Denn im Gegensatz zu den ersten Serien der Endlossaga, bewegt sich die Handlung der sechsten seit Montag auf Netflix nicht mehr vorwärts, sondern zurück. In eine Zeit, in der Captain Kirk, ausgestattet mit Schmachteblick und Küchengerät, unbekannte Welten zu erschließen begann. Zehn Jahre zuvor, Erdenzeit 11. Mai 2256, saust die ethnisch gewohnt bunt gemischte Crew vom Raumschiff »Shenzhou« unter Leitung einer asiatischen Kommandeurin mit rumänischem Nachnamen durchs All und trifft dort aufs ultimativ Böse im astronomischen Miteinander, den lang vermissten Erzfeind: die Klingonen.
Es sind angriffslustige Wesen, also nicht nur visuell trotz aller Echsenartigkeit merkwürdig menschenähnlich. Und sie machen gleich zu Beginn mal deutlich, was die »Vereinte Föderation der Planeten« auf ihrer kosmischen Entdeckungsfahrt von ihnen zu erwarten hat. Mit sonderbarem Zungenschlag (dem eigens entwickelten klingonisch) erklärt ein besonders fieses Klingonen-Exemplar die englischsprachige Begrüßungsformel »Wir kommen in Frieden« zur Lüge und bläst zum Endsieg über all jene, die sie aussprechen. Krieg als Fortsetzung der Politik mit anderen Mitteln - auch das gewinnt seit Krim-Besetzung oder Trump-Getöse ja wieder an Durchschlagskraft. Und so überrascht es wenig, dass sogar die weibliche Hauptfigur ständig im Kampfmodus ist. Vielleicht heißt die Erste Offizierin Burnham deshalb mit Vornamen Michael.
Nachdem sie der verfeindeten Spezies erstmals seit Jahrzehnten ohne engeren Kontakt beim Erkundungsflug zu einer unbekannten Lebensform schicksalhaft begegnet, jagt die bildschöne Sonequa Martin-Green diesmal also keine stumpfen Zombies wie in »Walking Dead«, sondern berechnende Aliens mit Allmachtphantasien. Dafür widersetzt sie sich dem Befehl ihrer Vorgesetzten und versucht auf eigene Faust den Präventivschlag. Ihre Ahnung von der klingonischen Aggressivität erweist sich zwar zügig als schmerzhaft korrekt; dennoch landet Officer Burnham wegen Meuterei vorm föderalen Gericht und wird zu lebenslanger Haft verurteilt.
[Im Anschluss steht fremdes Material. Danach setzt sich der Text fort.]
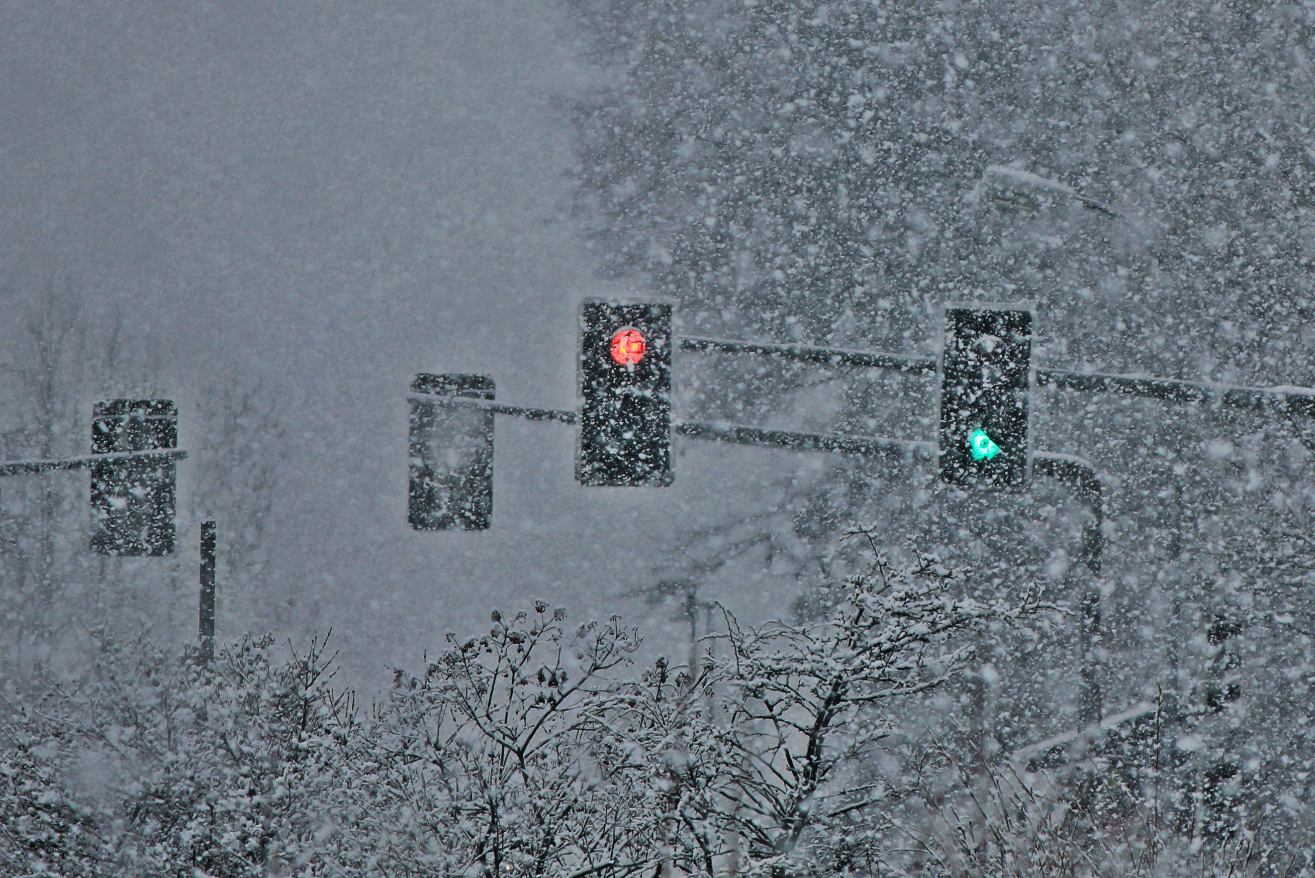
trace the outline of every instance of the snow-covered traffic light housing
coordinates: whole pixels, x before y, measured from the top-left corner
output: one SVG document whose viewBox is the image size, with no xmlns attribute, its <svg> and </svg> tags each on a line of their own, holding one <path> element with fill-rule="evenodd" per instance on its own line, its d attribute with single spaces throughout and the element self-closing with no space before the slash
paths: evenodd
<svg viewBox="0 0 1315 878">
<path fill-rule="evenodd" d="M 110 455 L 178 447 L 172 400 L 108 400 L 92 407 L 91 452 Z M 116 457 L 91 468 L 92 535 L 97 555 L 174 552 L 178 465 L 167 457 Z"/>
<path fill-rule="evenodd" d="M 671 305 L 580 308 L 581 485 L 669 485 Z"/>
<path fill-rule="evenodd" d="M 493 411 L 487 375 L 417 375 L 410 400 L 406 520 L 417 531 L 484 531 L 493 518 Z"/>
<path fill-rule="evenodd" d="M 940 477 L 1022 489 L 1032 313 L 947 308 L 940 356 Z"/>
</svg>

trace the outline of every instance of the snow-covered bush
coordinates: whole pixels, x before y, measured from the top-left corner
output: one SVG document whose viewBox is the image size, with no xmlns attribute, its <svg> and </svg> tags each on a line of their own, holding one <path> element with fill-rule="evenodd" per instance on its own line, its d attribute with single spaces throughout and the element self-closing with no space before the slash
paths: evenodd
<svg viewBox="0 0 1315 878">
<path fill-rule="evenodd" d="M 322 644 L 280 664 L 272 643 L 246 637 L 205 668 L 103 640 L 85 678 L 17 701 L 5 874 L 238 878 L 306 858 L 330 777 L 321 751 L 350 728 L 350 697 L 330 691 Z"/>
<path fill-rule="evenodd" d="M 685 874 L 827 874 L 871 860 L 896 791 L 863 769 L 910 697 L 964 669 L 963 635 L 1043 605 L 964 597 L 965 570 L 923 555 L 896 568 L 876 553 L 836 584 L 819 622 L 726 632 L 689 685 L 648 694 L 636 741 L 659 760 L 664 856 Z M 639 706 L 634 708 L 636 712 Z"/>
<path fill-rule="evenodd" d="M 568 634 L 543 602 L 492 618 L 422 674 L 397 669 L 343 751 L 352 874 L 629 874 L 648 860 L 646 795 L 610 723 L 636 632 L 613 618 Z"/>
</svg>

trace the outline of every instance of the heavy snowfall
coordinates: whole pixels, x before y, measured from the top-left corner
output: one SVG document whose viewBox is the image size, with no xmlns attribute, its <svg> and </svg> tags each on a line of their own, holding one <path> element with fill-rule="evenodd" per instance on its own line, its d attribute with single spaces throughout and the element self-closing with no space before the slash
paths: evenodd
<svg viewBox="0 0 1315 878">
<path fill-rule="evenodd" d="M 0 59 L 0 875 L 1315 877 L 1311 0 Z"/>
</svg>

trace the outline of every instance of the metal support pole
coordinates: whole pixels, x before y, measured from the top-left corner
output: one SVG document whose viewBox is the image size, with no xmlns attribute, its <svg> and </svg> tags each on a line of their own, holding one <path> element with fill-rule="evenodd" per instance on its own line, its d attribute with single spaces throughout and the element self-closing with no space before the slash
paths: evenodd
<svg viewBox="0 0 1315 878">
<path fill-rule="evenodd" d="M 1082 532 L 1082 561 L 1093 577 L 1082 589 L 1078 602 L 1078 643 L 1081 649 L 1082 693 L 1078 706 L 1078 720 L 1082 726 L 1101 722 L 1101 585 L 1094 574 L 1101 573 L 1101 551 L 1105 547 L 1105 534 L 1101 526 L 1105 517 L 1101 502 L 1101 480 L 1088 461 L 1073 455 L 1057 455 L 1038 451 L 1032 455 L 1032 473 L 1049 476 L 1077 493 L 1078 499 L 1091 510 L 1091 520 Z"/>
<path fill-rule="evenodd" d="M 214 522 L 201 522 L 201 662 L 214 658 Z"/>
</svg>

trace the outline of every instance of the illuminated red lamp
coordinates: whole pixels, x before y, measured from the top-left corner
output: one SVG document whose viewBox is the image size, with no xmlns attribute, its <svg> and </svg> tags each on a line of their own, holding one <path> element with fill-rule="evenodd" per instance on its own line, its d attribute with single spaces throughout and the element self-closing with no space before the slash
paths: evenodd
<svg viewBox="0 0 1315 878">
<path fill-rule="evenodd" d="M 611 359 L 619 365 L 635 365 L 647 351 L 648 343 L 639 330 L 623 329 L 611 336 Z"/>
</svg>

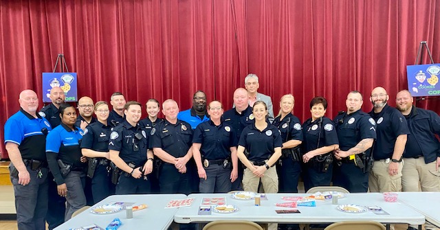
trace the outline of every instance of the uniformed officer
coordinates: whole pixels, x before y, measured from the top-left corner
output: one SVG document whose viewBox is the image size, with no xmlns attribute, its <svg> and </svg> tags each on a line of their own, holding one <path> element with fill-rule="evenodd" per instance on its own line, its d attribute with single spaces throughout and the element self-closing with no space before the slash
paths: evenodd
<svg viewBox="0 0 440 230">
<path fill-rule="evenodd" d="M 349 93 L 345 100 L 346 113 L 340 113 L 333 119 L 339 149 L 333 151 L 338 161 L 334 164 L 333 184 L 352 193 L 368 192 L 371 166 L 368 160 L 376 138 L 375 122 L 360 109 L 362 104 L 359 91 Z"/>
<path fill-rule="evenodd" d="M 113 93 L 110 97 L 110 104 L 111 104 L 113 109 L 110 111 L 108 120 L 114 126 L 125 121 L 125 115 L 124 115 L 125 103 L 125 97 L 120 92 Z"/>
<path fill-rule="evenodd" d="M 286 94 L 280 102 L 280 113 L 272 123 L 281 133 L 280 163 L 276 170 L 280 192 L 298 192 L 298 181 L 301 173 L 301 155 L 299 145 L 302 142 L 302 131 L 300 119 L 292 114 L 295 98 Z"/>
<path fill-rule="evenodd" d="M 186 173 L 186 164 L 192 157 L 191 141 L 192 130 L 187 122 L 177 119 L 177 103 L 168 99 L 162 104 L 165 119 L 151 129 L 150 147 L 160 158 L 159 184 L 162 194 L 182 193 L 192 191 Z"/>
<path fill-rule="evenodd" d="M 396 95 L 397 109 L 406 119 L 410 135 L 404 152 L 405 164 L 402 170 L 403 192 L 440 192 L 440 143 L 435 135 L 440 134 L 440 117 L 435 112 L 417 108 L 407 90 Z M 426 222 L 425 229 L 435 229 Z M 417 229 L 411 226 L 408 229 Z"/>
<path fill-rule="evenodd" d="M 50 171 L 54 175 L 59 196 L 67 201 L 65 221 L 74 212 L 86 205 L 84 186 L 85 164 L 81 160 L 80 142 L 84 134 L 76 122 L 76 111 L 72 105 L 60 105 L 61 124 L 48 135 L 46 157 Z"/>
<path fill-rule="evenodd" d="M 385 89 L 375 88 L 370 98 L 374 108 L 368 113 L 376 122 L 377 139 L 373 150 L 375 162 L 368 187 L 372 192 L 399 192 L 408 124 L 398 110 L 386 104 L 389 95 Z"/>
<path fill-rule="evenodd" d="M 235 130 L 236 139 L 239 140 L 245 127 L 254 124 L 254 115 L 252 115 L 252 108 L 249 106 L 248 91 L 245 89 L 236 89 L 233 99 L 235 107 L 225 112 L 223 115 L 223 121 Z M 232 183 L 232 190 L 243 190 L 241 186 L 243 172 L 243 165 L 239 163 L 238 178 Z"/>
<path fill-rule="evenodd" d="M 95 104 L 98 122 L 87 126 L 81 141 L 81 153 L 89 157 L 87 176 L 91 179 L 94 203 L 115 194 L 115 185 L 111 183 L 109 139 L 113 128 L 107 123 L 109 106 L 100 101 Z"/>
<path fill-rule="evenodd" d="M 47 120 L 36 113 L 38 99 L 30 89 L 20 93 L 21 109 L 5 124 L 5 144 L 11 160 L 19 229 L 45 229 L 47 211 L 46 135 Z"/>
<path fill-rule="evenodd" d="M 142 116 L 140 103 L 125 104 L 125 121 L 110 134 L 110 159 L 122 172 L 116 185 L 116 194 L 148 194 L 148 176 L 153 172 L 153 152 L 148 150 L 149 136 L 138 122 Z"/>
<path fill-rule="evenodd" d="M 239 141 L 237 157 L 246 167 L 243 176 L 245 191 L 258 192 L 260 181 L 265 192 L 278 192 L 278 175 L 275 163 L 281 157 L 283 141 L 276 127 L 267 122 L 267 106 L 262 101 L 254 104 L 255 123 L 244 128 Z M 248 155 L 245 154 L 248 150 Z M 270 224 L 268 229 L 276 229 Z"/>
<path fill-rule="evenodd" d="M 208 109 L 210 120 L 197 126 L 192 138 L 199 189 L 201 193 L 227 193 L 237 178 L 237 140 L 231 126 L 221 122 L 221 103 L 212 101 Z"/>
<path fill-rule="evenodd" d="M 302 161 L 305 191 L 316 186 L 328 186 L 333 173 L 333 150 L 339 148 L 338 134 L 331 120 L 324 115 L 327 101 L 316 97 L 310 102 L 311 118 L 302 124 Z"/>
<path fill-rule="evenodd" d="M 50 123 L 52 128 L 55 128 L 61 123 L 58 108 L 61 104 L 64 103 L 65 95 L 58 86 L 54 87 L 50 90 L 49 97 L 52 103 L 41 108 L 38 114 L 45 117 Z M 47 181 L 49 181 L 48 193 L 51 205 L 49 205 L 47 209 L 46 220 L 49 225 L 49 230 L 52 230 L 64 222 L 66 199 L 58 195 L 57 185 L 54 181 L 54 176 L 52 173 L 47 176 Z"/>
</svg>

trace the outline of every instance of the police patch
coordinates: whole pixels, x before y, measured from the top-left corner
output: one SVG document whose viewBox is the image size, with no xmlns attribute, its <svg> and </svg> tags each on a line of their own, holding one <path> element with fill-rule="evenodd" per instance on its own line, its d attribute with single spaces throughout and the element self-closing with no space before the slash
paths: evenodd
<svg viewBox="0 0 440 230">
<path fill-rule="evenodd" d="M 331 124 L 327 124 L 325 126 L 324 126 L 324 129 L 326 131 L 330 132 L 330 131 L 333 130 L 333 125 Z"/>
<path fill-rule="evenodd" d="M 272 130 L 267 130 L 267 131 L 266 131 L 266 135 L 267 135 L 268 137 L 270 137 L 270 135 L 272 135 Z"/>
<path fill-rule="evenodd" d="M 110 139 L 114 140 L 116 138 L 119 137 L 119 134 L 116 131 L 113 131 L 110 133 Z"/>
</svg>

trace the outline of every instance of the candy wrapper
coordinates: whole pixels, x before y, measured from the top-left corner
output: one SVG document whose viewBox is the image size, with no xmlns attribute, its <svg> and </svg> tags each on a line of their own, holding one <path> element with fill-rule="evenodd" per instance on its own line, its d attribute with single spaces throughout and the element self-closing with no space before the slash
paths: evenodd
<svg viewBox="0 0 440 230">
<path fill-rule="evenodd" d="M 275 204 L 275 205 L 276 205 L 278 207 L 296 207 L 296 201 L 278 203 Z"/>
</svg>

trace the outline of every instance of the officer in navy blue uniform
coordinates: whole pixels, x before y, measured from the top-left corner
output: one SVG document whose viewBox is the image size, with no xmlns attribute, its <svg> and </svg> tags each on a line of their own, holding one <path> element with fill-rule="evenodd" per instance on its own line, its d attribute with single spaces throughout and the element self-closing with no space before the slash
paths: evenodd
<svg viewBox="0 0 440 230">
<path fill-rule="evenodd" d="M 148 177 L 153 172 L 154 159 L 153 152 L 148 150 L 149 137 L 138 124 L 142 113 L 140 103 L 128 102 L 124 111 L 126 120 L 110 134 L 110 159 L 123 171 L 116 185 L 116 194 L 151 192 Z"/>
<path fill-rule="evenodd" d="M 221 122 L 223 109 L 220 102 L 211 102 L 208 113 L 210 119 L 197 126 L 192 138 L 199 189 L 201 193 L 227 193 L 237 178 L 237 140 L 231 126 Z"/>
<path fill-rule="evenodd" d="M 120 92 L 115 92 L 110 97 L 110 104 L 113 109 L 110 111 L 108 120 L 112 125 L 116 126 L 125 121 L 124 115 L 125 103 L 125 97 Z"/>
<path fill-rule="evenodd" d="M 193 131 L 187 122 L 177 119 L 177 103 L 168 99 L 162 104 L 165 119 L 151 129 L 150 148 L 160 158 L 159 184 L 162 194 L 192 192 L 186 163 L 192 157 Z"/>
<path fill-rule="evenodd" d="M 79 127 L 74 126 L 76 121 L 74 106 L 65 103 L 60 105 L 59 110 L 61 124 L 47 135 L 46 157 L 58 195 L 65 197 L 67 201 L 65 216 L 67 221 L 75 211 L 86 205 L 85 164 L 80 149 L 84 133 Z"/>
<path fill-rule="evenodd" d="M 84 130 L 81 141 L 81 152 L 89 159 L 87 176 L 91 179 L 94 203 L 115 194 L 115 185 L 111 183 L 109 139 L 113 128 L 107 123 L 109 106 L 105 102 L 98 102 L 95 114 L 98 122 L 91 124 Z"/>
<path fill-rule="evenodd" d="M 50 98 L 52 103 L 44 106 L 38 114 L 41 117 L 45 117 L 52 128 L 58 126 L 61 123 L 58 108 L 64 103 L 65 95 L 64 91 L 59 87 L 56 87 L 50 90 Z M 47 176 L 49 181 L 49 198 L 51 200 L 51 205 L 47 209 L 46 220 L 49 225 L 49 230 L 52 230 L 64 222 L 64 214 L 65 213 L 66 199 L 58 195 L 56 183 L 54 181 L 54 176 L 52 173 Z"/>
<path fill-rule="evenodd" d="M 14 186 L 19 229 L 45 229 L 47 211 L 46 135 L 52 130 L 36 110 L 36 93 L 27 89 L 20 93 L 21 109 L 5 124 L 5 144 L 11 160 L 10 179 Z"/>
<path fill-rule="evenodd" d="M 324 117 L 327 101 L 316 97 L 310 102 L 311 118 L 302 124 L 304 141 L 304 187 L 305 191 L 316 186 L 328 186 L 333 173 L 333 150 L 339 148 L 338 134 L 333 122 Z"/>
<path fill-rule="evenodd" d="M 376 122 L 377 135 L 373 150 L 374 166 L 368 177 L 372 192 L 402 191 L 402 154 L 410 133 L 405 117 L 387 104 L 388 99 L 382 87 L 371 91 L 370 100 L 374 108 L 368 114 Z"/>
<path fill-rule="evenodd" d="M 249 106 L 249 96 L 246 89 L 239 88 L 234 92 L 234 104 L 232 108 L 226 111 L 223 115 L 223 122 L 230 126 L 236 132 L 236 139 L 240 139 L 241 132 L 250 124 L 254 124 L 252 108 Z M 243 190 L 241 181 L 243 181 L 243 165 L 239 163 L 238 178 L 232 183 L 232 191 Z"/>
<path fill-rule="evenodd" d="M 376 138 L 375 122 L 362 112 L 362 95 L 351 91 L 345 101 L 347 112 L 340 112 L 333 119 L 338 132 L 339 149 L 333 169 L 333 185 L 349 192 L 367 192 L 371 148 Z"/>
<path fill-rule="evenodd" d="M 281 157 L 276 167 L 279 179 L 279 192 L 298 192 L 298 181 L 301 173 L 301 155 L 299 145 L 302 142 L 300 119 L 292 114 L 295 99 L 292 94 L 281 97 L 280 113 L 272 124 L 281 133 Z"/>
</svg>

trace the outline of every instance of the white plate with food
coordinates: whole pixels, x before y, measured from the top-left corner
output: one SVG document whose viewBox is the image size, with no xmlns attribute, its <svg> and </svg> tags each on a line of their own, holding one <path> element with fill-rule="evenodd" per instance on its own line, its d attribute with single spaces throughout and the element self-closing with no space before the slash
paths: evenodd
<svg viewBox="0 0 440 230">
<path fill-rule="evenodd" d="M 237 200 L 252 200 L 256 194 L 253 192 L 236 192 L 231 196 L 233 198 Z"/>
<path fill-rule="evenodd" d="M 338 205 L 336 209 L 351 214 L 358 214 L 366 211 L 366 207 L 358 205 Z"/>
<path fill-rule="evenodd" d="M 123 207 L 122 205 L 118 204 L 99 205 L 92 207 L 90 212 L 96 214 L 112 214 L 122 210 Z"/>
<path fill-rule="evenodd" d="M 232 214 L 239 211 L 239 207 L 232 205 L 215 205 L 212 208 L 212 211 L 219 214 Z"/>
</svg>

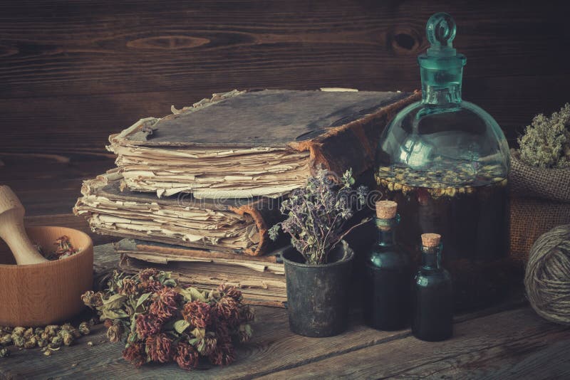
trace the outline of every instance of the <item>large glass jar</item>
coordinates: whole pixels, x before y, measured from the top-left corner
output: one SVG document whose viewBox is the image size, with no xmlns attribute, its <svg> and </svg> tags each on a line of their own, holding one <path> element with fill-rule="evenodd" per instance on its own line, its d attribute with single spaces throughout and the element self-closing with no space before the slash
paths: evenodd
<svg viewBox="0 0 570 380">
<path fill-rule="evenodd" d="M 426 31 L 431 47 L 418 57 L 422 100 L 384 131 L 375 176 L 384 197 L 399 206 L 398 241 L 417 262 L 422 233 L 444 237 L 456 310 L 467 310 L 508 287 L 509 148 L 491 115 L 461 99 L 466 58 L 452 45 L 453 19 L 436 14 Z"/>
</svg>

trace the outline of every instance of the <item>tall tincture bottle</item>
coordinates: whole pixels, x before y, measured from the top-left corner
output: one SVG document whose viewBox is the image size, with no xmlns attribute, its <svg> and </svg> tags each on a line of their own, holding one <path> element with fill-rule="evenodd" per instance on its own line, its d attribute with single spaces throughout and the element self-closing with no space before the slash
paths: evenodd
<svg viewBox="0 0 570 380">
<path fill-rule="evenodd" d="M 396 330 L 409 325 L 412 270 L 408 254 L 396 243 L 397 204 L 379 201 L 375 206 L 378 235 L 365 258 L 364 319 L 375 329 Z"/>
<path fill-rule="evenodd" d="M 429 342 L 445 340 L 453 332 L 451 276 L 441 266 L 441 236 L 422 235 L 422 266 L 412 289 L 412 333 Z"/>
</svg>

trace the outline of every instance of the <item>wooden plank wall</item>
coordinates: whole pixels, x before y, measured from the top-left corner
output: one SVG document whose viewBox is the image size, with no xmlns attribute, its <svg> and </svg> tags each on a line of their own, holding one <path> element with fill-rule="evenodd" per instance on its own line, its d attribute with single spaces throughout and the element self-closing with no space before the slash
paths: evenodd
<svg viewBox="0 0 570 380">
<path fill-rule="evenodd" d="M 464 97 L 512 140 L 570 101 L 566 4 L 2 1 L 0 183 L 34 223 L 78 223 L 81 179 L 113 166 L 109 134 L 233 88 L 418 88 L 425 21 L 444 10 L 467 56 Z"/>
</svg>

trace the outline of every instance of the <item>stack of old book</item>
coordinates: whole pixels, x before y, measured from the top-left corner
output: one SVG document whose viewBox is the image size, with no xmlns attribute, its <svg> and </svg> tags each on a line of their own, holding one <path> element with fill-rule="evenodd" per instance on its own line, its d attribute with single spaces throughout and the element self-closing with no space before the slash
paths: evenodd
<svg viewBox="0 0 570 380">
<path fill-rule="evenodd" d="M 85 181 L 74 208 L 115 244 L 127 272 L 155 266 L 183 283 L 286 300 L 286 238 L 267 230 L 284 197 L 318 167 L 370 172 L 384 127 L 417 93 L 266 90 L 214 94 L 109 137 L 117 167 Z"/>
</svg>

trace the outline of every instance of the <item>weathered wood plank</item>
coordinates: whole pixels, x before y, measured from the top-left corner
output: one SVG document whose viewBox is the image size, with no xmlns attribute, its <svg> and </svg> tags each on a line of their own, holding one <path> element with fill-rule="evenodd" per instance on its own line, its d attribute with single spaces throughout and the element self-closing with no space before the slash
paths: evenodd
<svg viewBox="0 0 570 380">
<path fill-rule="evenodd" d="M 108 245 L 97 247 L 95 253 L 98 272 L 108 270 L 116 263 L 117 257 Z M 457 320 L 478 319 L 481 315 L 518 305 L 519 302 L 516 300 L 514 304 L 498 309 L 460 316 Z M 388 344 L 410 336 L 409 330 L 388 332 L 370 329 L 362 324 L 359 315 L 353 315 L 347 332 L 330 338 L 307 338 L 289 331 L 286 310 L 258 307 L 256 315 L 254 337 L 252 342 L 239 348 L 236 363 L 228 367 L 197 371 L 192 376 L 200 379 L 239 379 L 267 375 L 307 363 L 328 360 L 327 358 L 343 357 L 351 352 Z M 43 357 L 37 349 L 17 352 L 6 361 L 6 366 L 0 366 L 0 378 L 58 378 L 80 374 L 95 378 L 176 378 L 186 374 L 175 365 L 134 368 L 120 357 L 120 344 L 104 342 L 103 332 L 100 329 L 99 327 L 94 335 L 80 340 L 78 347 L 66 348 L 48 358 Z M 93 347 L 82 345 L 88 339 L 97 344 Z M 30 363 L 33 365 L 30 366 Z M 73 366 L 74 364 L 76 365 Z"/>
<path fill-rule="evenodd" d="M 550 359 L 554 368 L 542 366 L 554 344 L 568 349 L 570 329 L 547 322 L 524 307 L 456 324 L 454 337 L 448 341 L 426 342 L 408 336 L 267 378 L 505 379 L 527 377 L 525 371 L 529 370 L 542 378 L 570 370 L 568 359 L 561 355 Z M 524 361 L 526 364 L 517 366 Z"/>
</svg>

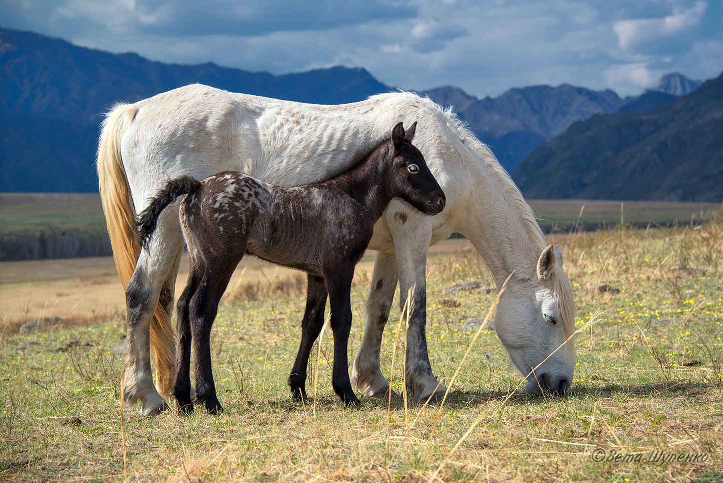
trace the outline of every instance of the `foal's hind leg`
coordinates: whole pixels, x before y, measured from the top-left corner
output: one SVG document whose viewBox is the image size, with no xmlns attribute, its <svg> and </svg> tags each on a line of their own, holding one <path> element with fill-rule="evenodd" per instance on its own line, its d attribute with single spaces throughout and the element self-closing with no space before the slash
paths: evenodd
<svg viewBox="0 0 723 483">
<path fill-rule="evenodd" d="M 193 412 L 193 401 L 191 398 L 191 317 L 189 304 L 203 275 L 202 263 L 198 263 L 192 257 L 191 271 L 188 282 L 184 288 L 177 304 L 178 316 L 176 320 L 176 331 L 178 333 L 178 347 L 176 352 L 175 378 L 173 396 L 178 404 L 179 411 L 189 414 Z"/>
<path fill-rule="evenodd" d="M 288 376 L 288 385 L 291 388 L 291 394 L 296 401 L 307 399 L 309 356 L 314 342 L 324 326 L 324 310 L 328 294 L 323 277 L 307 274 L 307 309 L 301 321 L 301 342 L 299 346 L 291 375 Z"/>
<path fill-rule="evenodd" d="M 367 396 L 382 396 L 389 388 L 379 367 L 379 352 L 396 287 L 395 255 L 393 252 L 377 252 L 372 287 L 367 297 L 367 326 L 351 371 L 352 383 Z"/>
</svg>

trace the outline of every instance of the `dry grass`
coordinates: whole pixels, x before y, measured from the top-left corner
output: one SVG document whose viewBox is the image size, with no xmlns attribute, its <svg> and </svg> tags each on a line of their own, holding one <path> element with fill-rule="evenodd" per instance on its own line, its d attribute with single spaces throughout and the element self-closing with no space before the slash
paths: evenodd
<svg viewBox="0 0 723 483">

Die dürfte allerdings vorzeitig enden; schließlich landet das sexy Führungspersonal im körperbetonten Catsuit irgendwann ab Folge drei auf dem titelgebenden Raumschiff »Discovery« und bereitet den Weg für das, was früher respektive später »Raumschiff Enterprise« geheißen haben werden wird. All dies ist aufwendig produziert. Ausstattung, CGI-Effekte, Maskenbildnerei befinden sich am Rand des fernsehtechnisch Möglichen. Und mal abgesehen vom dauernden Gefechtslärm im Vakuum des Weltalls erhalten die Protagonisten erstaunlich viel Zeit zur Charakterzeichnung. Einerseits. Andererseits verlieren sich die Showrunner Bryan Fuller und Alex Kurtzman im Geflecht aus thematischem Retro und theatralischer Optik. Officer Burnham zum Beispiel mag die Rollenzuschreibung des Brückenchefs, der seit James T. Kirk zwar weiblich oder Jankee oder schwarz, aber nie alles zugleich sein durfte, in Gestalt der afroamerikanischen Adoptivtochter vulkanischer Eltern erweitern. Dennoch schafft es der Fünfzehnteiler zumindest anfangs weder die fortschrittsgläubige Wucht noch die dramaturgische Verspieltheit, geschweige denn die kosmopolitische Empathie früherer Staffeln zu entfalten. Dennoch dürfte »Star Trek: Discovery« seinen Platz im Herzen echter Fans finden. Alte Liebe rostet nicht.